East Park: Hull's Most Underrated Green Space
Splash park, boating lake, animal enclosure and 130 acres of Victorian parkland — and most people outside the east of the city have never been.
East Park sits about two miles from the city centre, in a part of Hull that doesn't often make it onto visitor itineraries. That's the first thing to know about it, and the first reason it's worth going: it is a proper Victorian municipal park, large and unhurried, used by the people who live near it rather than the people who write about Hull.
The park opened in 1887 and the bones of the original layout are still there — the boating lake, the formal gardens, the long sight lines that Victorian park designers were so good at. But East Park has also accumulated things over its 130-odd years: a small animal and bird enclosure where children can see wallabies and meerkats, a Splash Park that runs through the summer, a newly renovated café, and the Khyber Pass — a rockery feature that children have been climbing on for generations.

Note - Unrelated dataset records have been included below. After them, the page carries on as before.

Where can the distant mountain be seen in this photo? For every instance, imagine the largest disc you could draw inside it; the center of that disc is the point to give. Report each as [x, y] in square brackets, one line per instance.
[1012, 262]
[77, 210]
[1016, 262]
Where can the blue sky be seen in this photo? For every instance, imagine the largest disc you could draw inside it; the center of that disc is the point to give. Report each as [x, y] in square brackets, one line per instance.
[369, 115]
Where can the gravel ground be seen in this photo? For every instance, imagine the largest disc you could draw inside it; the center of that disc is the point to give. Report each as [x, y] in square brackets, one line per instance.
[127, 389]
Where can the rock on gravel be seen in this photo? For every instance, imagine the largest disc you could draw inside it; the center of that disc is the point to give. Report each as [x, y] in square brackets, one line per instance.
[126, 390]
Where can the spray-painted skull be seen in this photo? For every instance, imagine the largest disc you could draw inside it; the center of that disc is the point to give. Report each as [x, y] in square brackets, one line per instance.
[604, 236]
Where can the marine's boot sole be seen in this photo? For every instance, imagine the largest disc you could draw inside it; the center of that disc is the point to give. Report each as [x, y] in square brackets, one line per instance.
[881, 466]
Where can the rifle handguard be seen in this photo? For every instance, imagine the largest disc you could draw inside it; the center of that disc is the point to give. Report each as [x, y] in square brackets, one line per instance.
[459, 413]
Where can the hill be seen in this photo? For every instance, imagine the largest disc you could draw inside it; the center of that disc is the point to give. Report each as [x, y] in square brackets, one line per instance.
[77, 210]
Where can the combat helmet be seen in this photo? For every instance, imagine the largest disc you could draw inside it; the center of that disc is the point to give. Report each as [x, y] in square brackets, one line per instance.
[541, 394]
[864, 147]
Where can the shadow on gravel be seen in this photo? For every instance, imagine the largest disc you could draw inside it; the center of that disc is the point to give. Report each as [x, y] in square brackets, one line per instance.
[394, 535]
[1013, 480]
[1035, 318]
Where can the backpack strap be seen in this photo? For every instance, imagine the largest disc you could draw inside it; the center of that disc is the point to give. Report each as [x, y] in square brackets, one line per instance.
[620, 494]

In summer the park fills up quickly on hot days and the splash park queue gets long. The better visiting time, if you're not bringing children specifically for the water, is a weekday morning in June or September when the park is quiet and the café is reliably open. The boating lake hire runs on warmer days and is exactly as leisurely as it sounds.
East Park is free. It always has been. In a city with a lot of pay-to-enter attractions, that still feels significant.